In shorter form, you’d need to run DRAM at 9Gbps on Kepler in order to achieve the same effective bandwidth as 7Gbps on Maxwell.

(End re-published content).

The original GM206 (GTX 960) was divided into two GPCs with eight streaming multiprocessors (SMs). Each SM is home to 128 CUDA cores. This netted 1024 CUDA cores on the GTX 960. For the GTX 950, GM206 has been simplified for cost and power reasons – the GTX 950 GM206 hosts just six SMs (still two GPCs), bringing core count down to 768.
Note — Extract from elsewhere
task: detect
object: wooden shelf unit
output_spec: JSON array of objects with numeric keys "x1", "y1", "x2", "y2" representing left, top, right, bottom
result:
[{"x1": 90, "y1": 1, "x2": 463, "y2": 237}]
For comparison purposes, the first generation Maxwell card – the GTX 750 Ti – shipped with one GPC and five SMs, resulting in just 640 CUDA cores. To this day, the GTX 750 Ti is still a strong performer for gamers interested in titles that may not be as graphics intensive as, say, the Witcher 3 or GTA V.

MOBA Input Latency on the GTX 950 – A New Marketing Direction

This is nVidia's co-marketing attempt with the GTX 950. Although diminishing MOBA input latency is going to be something you read about a lot today, it is critical to note that the advancements made with input latency are not mutually exclusive with the GTX 950. Everything you're about to read is being pushed through GFE, meaning all modern Maxwell cards will benefit from the improvements. You will not have to “downgrade” a higher-end Maxwell card to the GTX 950 in order to reduce input latency.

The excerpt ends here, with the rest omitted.